Ecommerce training manager Evan Wong Hon Kitt, 33, said he went to eight different money changers here to source for the yen.

“Seeing that Japan had recently announced the reopening of its borders beginning Oct 11, I decided to quickly exchange the currencies for a trip both later this year and next year,” he said.

He added that he has been keeping track of the exchange rates since the country announced plans to lift its travel ban earlier this year.

However, during his rounds, Wong found many money changers in Petaling Jaya were out of yen, while one was selling it at 1,000 yen at RM40, above the market rate of RM31.

“Outlets which had the yen were selling at the market rate,” he said, adding that there were also long lines during his visit to several money changers.

He said his decision came about following advice from a friend residing there, who mentioned that it was better to purchase much earlier in anticipation of the rising rates once travel fully resumed in Japan.

Checks on money changer outlets in the Klang Valley also saw outlets running low on both the pound and yen.

Describing it as a hectic Monday, money changer Nadia Nabila said lines formed late Monday evening, following the tumbling of the pound.

“We sold out almost every note of the pound sterling, where we only have a five-pound note currently left,” she said, showing it to reporters.

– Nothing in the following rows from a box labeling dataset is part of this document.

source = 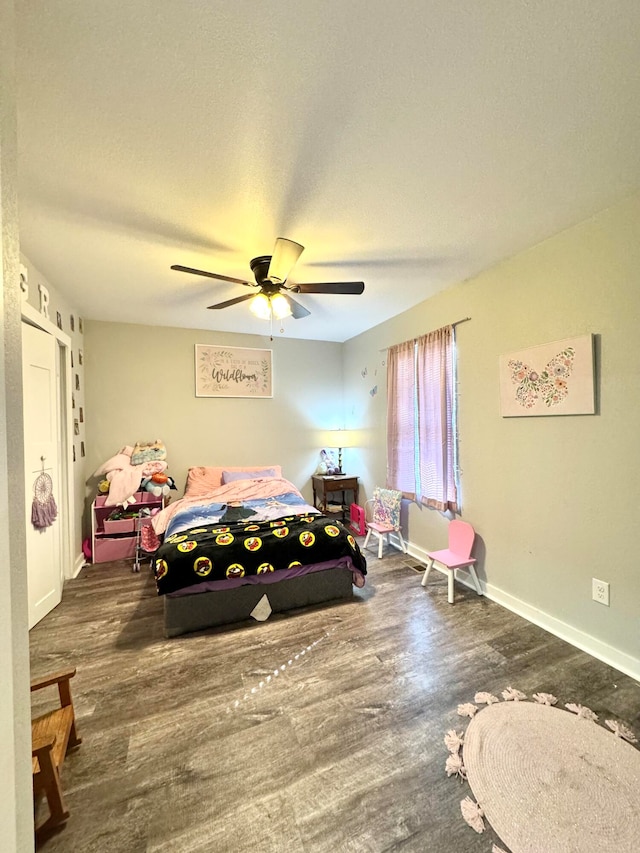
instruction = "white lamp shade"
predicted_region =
[249,293,271,320]
[267,237,304,284]
[325,429,355,448]
[271,293,291,320]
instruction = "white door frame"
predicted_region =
[22,301,76,578]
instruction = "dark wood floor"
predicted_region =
[31,551,640,853]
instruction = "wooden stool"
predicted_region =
[31,667,82,841]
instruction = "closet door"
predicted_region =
[22,323,62,628]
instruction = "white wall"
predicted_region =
[20,254,86,564]
[344,188,640,678]
[0,0,33,853]
[85,321,343,512]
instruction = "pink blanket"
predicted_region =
[94,445,167,506]
[152,477,305,534]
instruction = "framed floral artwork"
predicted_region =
[195,344,273,397]
[499,335,595,418]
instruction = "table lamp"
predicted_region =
[329,429,354,474]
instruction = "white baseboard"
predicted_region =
[71,554,87,578]
[407,543,640,682]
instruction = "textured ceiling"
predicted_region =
[16,0,640,341]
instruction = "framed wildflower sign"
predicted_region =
[196,344,273,397]
[500,335,595,418]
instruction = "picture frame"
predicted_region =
[195,344,273,398]
[499,334,595,418]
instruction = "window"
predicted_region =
[387,326,458,511]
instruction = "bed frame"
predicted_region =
[164,568,353,637]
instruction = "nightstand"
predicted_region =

She added that the yen was also sold out at their premises.

Another money changer, Affin Aizan, said he only had four yen notes left.

“The pound (notes) finished on Monday night itself, with the yen also currently in high demand,” he said, adding that they were unsure when more notes would be coming in.

Another money changer, Mohd Padin, was totally out of the pound and yen when met.

Malik Maju Sdn Bhd chief executive officer Thamemul Anzari Dastigeer said his outlet received a slew of enquiries on Monday evening.

“The calls kept coming in, with some also instantly making the decision to exchange for the pound at our outlet upon seeing the rates,” he said, adding that his outlet also stocked up on the pound last week.

Thamemul said he was glad there was still a healthy demand for the pound as it enabled his outlets to finish their existing stocks and avoid further losses if the pound continued to depreciate.